Anyway, FWIW, the Antimoon people maintain that the example usage is more important than the definition, and I'm inclined to agree. You didn't learn English by sitting around reading dictionary definitions. For that matter, you don't learn to drive by reading your car's technical reference manual. You don't learn to walk and run by studying anatomical diagrams of leg muscles. I don't know why people think that computers are somehow special in the field of human endeavor that the way you learn them should be completely different from everything else you've ever learned, ever.


I was an experienced Java programmer before taking on the iPhone SDK a couple of years ago, and I think Apple's documentation is among the clearest I've seen in my career.

I think your problem is that you are spending too much time reading books and documentation. You already have a programming background, so learn by doing. Start with the Your First iPhone Application tutorial, so that you get down the basics of Objective-C, MVC, and Interface Builder. The "Where to Next" suggestion has tips on what to try afterwards. After that, you probably will at least have a good enough starting knowledge base to build your own app idea, or at least how to get started.


Learning to program is a lot more than just memorizing a language or framework - there are things like data structures, algorithms, design patterns, etc. that will apply to many languages that are the true building blocks of (good) programming.


Think of the framework documentation as a dictionary, and the example code as an encyclopedia. You need to reference both, but each for different reasons.


I think it would really benefit you to read Cocoa Design Patterns by Erik Buck. Once you start to see the patterns behind the frameworks, you start being able to anticipate how things will work through naming patterns and logic.


I studied software development in college and had several friends who were music majors. They had classes where they were assigned to listen to a range of music so they could understand the different approaches and qualities of each kind of music. It gave them depth for when they would write their own music. You can only get so far from learning from just the documentation on the parts. Inspiration from others will surely help you produce better work.

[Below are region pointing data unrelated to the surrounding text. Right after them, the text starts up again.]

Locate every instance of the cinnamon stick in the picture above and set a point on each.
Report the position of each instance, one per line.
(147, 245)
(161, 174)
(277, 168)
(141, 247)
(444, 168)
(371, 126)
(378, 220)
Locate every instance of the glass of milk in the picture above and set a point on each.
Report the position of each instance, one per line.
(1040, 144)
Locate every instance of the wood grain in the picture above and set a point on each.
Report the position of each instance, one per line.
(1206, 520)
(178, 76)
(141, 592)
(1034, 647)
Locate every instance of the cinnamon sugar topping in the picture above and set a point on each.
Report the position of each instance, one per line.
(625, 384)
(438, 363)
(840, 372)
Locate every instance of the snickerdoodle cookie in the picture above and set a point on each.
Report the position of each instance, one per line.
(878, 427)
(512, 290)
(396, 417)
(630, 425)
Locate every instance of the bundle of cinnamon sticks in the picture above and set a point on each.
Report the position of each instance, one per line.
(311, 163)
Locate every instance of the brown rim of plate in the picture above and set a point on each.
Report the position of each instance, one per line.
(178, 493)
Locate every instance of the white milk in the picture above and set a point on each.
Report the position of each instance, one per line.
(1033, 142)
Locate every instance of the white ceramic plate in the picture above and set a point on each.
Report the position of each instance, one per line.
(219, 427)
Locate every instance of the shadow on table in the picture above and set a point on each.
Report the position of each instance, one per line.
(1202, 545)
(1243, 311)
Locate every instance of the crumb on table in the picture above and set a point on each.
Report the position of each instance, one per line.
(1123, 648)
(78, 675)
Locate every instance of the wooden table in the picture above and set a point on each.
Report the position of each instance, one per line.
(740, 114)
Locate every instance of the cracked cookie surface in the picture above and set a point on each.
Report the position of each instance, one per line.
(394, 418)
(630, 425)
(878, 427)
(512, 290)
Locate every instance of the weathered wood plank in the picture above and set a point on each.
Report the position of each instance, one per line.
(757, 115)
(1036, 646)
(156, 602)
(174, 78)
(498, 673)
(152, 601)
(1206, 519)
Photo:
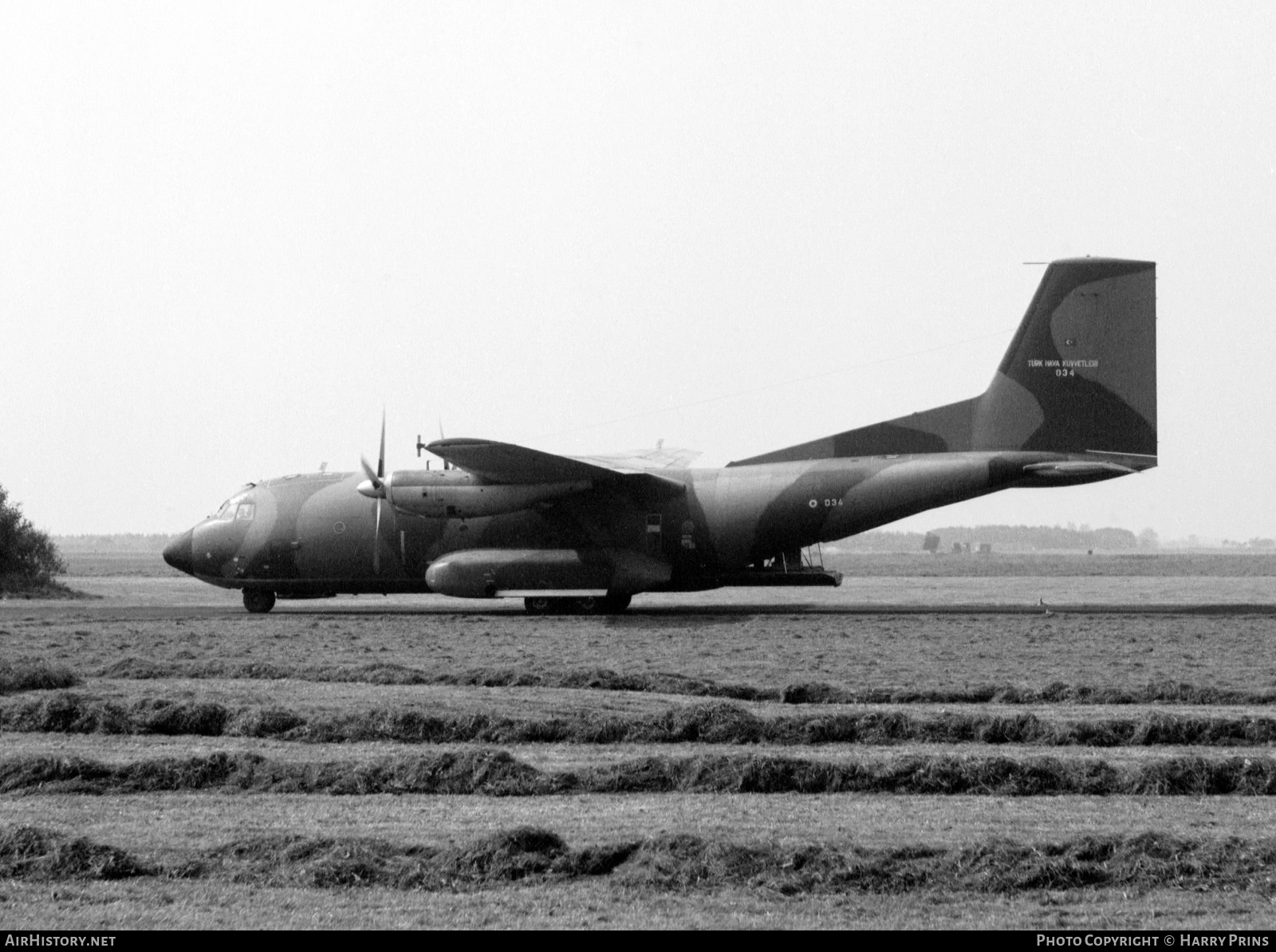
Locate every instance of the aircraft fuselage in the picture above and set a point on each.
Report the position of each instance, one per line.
(314, 535)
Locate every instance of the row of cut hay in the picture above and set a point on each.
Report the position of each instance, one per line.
(387, 673)
(673, 862)
(35, 675)
(72, 712)
(663, 683)
(498, 773)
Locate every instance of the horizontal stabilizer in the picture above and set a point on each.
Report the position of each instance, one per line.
(1080, 373)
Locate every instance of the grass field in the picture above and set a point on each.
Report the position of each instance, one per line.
(170, 763)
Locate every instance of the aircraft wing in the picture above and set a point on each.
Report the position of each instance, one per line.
(644, 459)
(510, 463)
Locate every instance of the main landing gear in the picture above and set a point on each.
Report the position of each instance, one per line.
(258, 601)
(589, 605)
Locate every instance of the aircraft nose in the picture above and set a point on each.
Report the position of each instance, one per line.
(179, 553)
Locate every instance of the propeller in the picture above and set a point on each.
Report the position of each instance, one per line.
(376, 486)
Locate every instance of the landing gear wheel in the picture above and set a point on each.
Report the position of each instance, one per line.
(539, 605)
(258, 601)
(616, 603)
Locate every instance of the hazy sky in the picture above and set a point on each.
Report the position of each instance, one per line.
(230, 234)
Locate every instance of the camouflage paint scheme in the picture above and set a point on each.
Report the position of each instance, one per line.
(1073, 401)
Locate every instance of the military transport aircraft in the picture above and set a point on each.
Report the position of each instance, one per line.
(1073, 401)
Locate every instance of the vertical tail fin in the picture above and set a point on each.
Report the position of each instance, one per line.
(1078, 376)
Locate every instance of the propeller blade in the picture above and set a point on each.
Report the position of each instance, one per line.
(372, 476)
(380, 459)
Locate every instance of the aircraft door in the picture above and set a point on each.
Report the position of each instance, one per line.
(655, 543)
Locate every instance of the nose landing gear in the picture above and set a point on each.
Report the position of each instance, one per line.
(258, 601)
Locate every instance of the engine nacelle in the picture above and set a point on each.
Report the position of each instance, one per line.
(455, 494)
(488, 573)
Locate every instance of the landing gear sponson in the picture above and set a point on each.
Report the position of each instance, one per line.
(258, 601)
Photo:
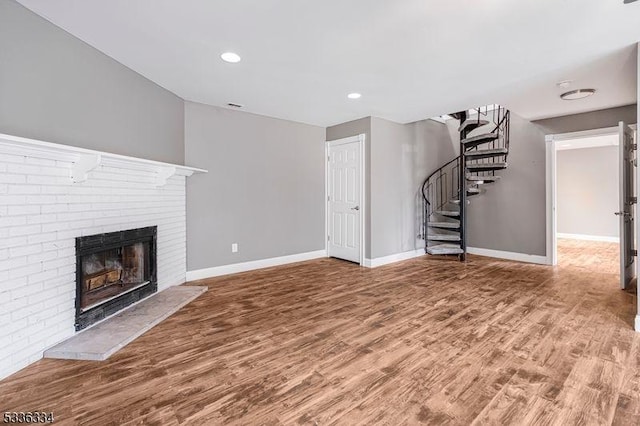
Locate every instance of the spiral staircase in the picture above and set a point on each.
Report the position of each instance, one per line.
(484, 147)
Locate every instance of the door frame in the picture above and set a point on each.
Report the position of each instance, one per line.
(360, 140)
(551, 182)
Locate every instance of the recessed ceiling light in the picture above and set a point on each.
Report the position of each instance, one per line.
(231, 57)
(577, 94)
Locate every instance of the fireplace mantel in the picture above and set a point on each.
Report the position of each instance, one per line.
(85, 160)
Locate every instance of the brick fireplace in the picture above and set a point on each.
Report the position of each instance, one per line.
(113, 271)
(51, 195)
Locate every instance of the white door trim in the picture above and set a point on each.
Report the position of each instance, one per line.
(551, 183)
(360, 139)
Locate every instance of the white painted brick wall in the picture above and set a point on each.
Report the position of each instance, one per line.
(41, 213)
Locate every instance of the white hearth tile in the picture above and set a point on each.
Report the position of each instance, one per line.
(104, 339)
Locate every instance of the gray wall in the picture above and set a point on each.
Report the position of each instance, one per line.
(588, 193)
(402, 156)
(511, 215)
(589, 120)
(354, 128)
(56, 88)
(264, 189)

Also consider that authors also learn to write better content when they read work done by the best writers.

A prominent programmer in the Microsoft side advocates for what he calls "code reading" where you pick out an Open Source project that you believe is a good example of quality code. You go through it and figure out how it was put together and why. You can see more here...

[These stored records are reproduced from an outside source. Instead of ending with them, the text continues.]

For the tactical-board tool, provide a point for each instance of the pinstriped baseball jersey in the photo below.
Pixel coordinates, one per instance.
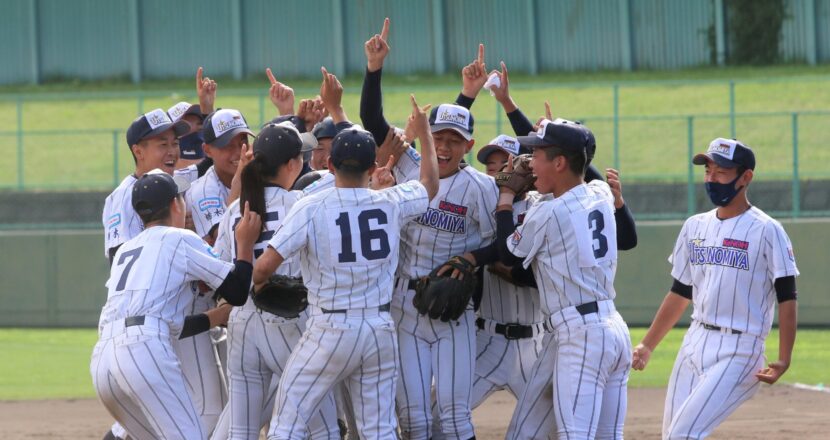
(732, 265)
(121, 222)
(571, 241)
(206, 201)
(325, 181)
(504, 301)
(152, 274)
(278, 203)
(348, 240)
(459, 219)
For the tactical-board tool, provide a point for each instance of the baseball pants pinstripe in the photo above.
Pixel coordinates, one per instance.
(260, 345)
(577, 389)
(138, 378)
(501, 364)
(433, 350)
(713, 374)
(358, 347)
(203, 371)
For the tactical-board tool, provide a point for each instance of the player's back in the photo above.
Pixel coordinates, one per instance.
(576, 253)
(350, 239)
(154, 273)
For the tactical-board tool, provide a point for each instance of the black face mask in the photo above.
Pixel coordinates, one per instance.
(722, 193)
(193, 141)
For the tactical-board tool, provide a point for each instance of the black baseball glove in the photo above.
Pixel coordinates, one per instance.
(443, 297)
(283, 296)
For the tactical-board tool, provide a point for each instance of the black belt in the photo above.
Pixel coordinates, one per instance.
(381, 308)
(587, 308)
(509, 331)
(134, 320)
(720, 329)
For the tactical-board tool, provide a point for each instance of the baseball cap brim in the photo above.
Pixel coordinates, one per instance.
(486, 151)
(703, 158)
(222, 141)
(441, 127)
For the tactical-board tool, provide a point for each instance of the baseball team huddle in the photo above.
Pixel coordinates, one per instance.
(323, 279)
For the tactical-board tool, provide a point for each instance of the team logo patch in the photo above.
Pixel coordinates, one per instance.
(113, 221)
(735, 244)
(210, 203)
(717, 255)
(444, 221)
(451, 207)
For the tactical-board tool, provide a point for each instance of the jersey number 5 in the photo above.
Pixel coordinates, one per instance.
(374, 243)
(596, 223)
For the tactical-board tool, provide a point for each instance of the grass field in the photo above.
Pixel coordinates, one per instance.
(54, 364)
(73, 131)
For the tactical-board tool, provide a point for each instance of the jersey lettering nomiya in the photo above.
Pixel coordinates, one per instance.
(459, 219)
(348, 241)
(503, 301)
(732, 265)
(278, 203)
(571, 241)
(206, 200)
(151, 274)
(121, 222)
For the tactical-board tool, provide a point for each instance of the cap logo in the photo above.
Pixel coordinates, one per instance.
(453, 115)
(177, 111)
(722, 147)
(157, 118)
(226, 120)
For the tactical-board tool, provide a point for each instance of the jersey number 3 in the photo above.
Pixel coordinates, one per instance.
(596, 223)
(374, 243)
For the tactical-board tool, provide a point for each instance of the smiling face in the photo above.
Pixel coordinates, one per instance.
(495, 161)
(226, 159)
(450, 147)
(161, 151)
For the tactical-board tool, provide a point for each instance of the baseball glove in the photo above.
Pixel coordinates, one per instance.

I also like to look at the source control history on specific files to see how the code has changed over time. I find the other developers make the same mistakes I do when I first start working in an new area. If you can benefit from learning from the mistakes of others so that you do not repeat them yourself, you will be a better programmer for it.


Everyone learns in their own way. Like you, I prefer (working) examples to reading the API documentation. But that goes for every language I use.

I think you're worrying about other people too much. The important thing is that you figure things out eventually, and while you're using different references, that you're getting the job done. Who cares if other people learn differently than you do?


I could understand the problem and sometime it's possible feeling the sensation of "unreadiness".

Obj-c can be frightening at first sight and the best way is to try writing some easy simple problems's solutions and go ahead by little steps.


The Apple documentation is just a reference really, it's not a compendium of everything so you should use it as a 'starting point' for your learning and then build on it from there when searching elsewhere.

There's nothing wrong with using google to find the answer to your questions


I can see you have good knowledge on theory...That's good you are not going to code blindly like copying and pasting...Even though u may have to copy and paste at some times you'll have deeper knowledge of what it is.

Just lose the guilty feeling.(Just affirm yourself like "Better late than never")

Coding is a mind work you should have clear mind to produce effective output

Just start coding with positive and curious mindset everything will start pour into your cup.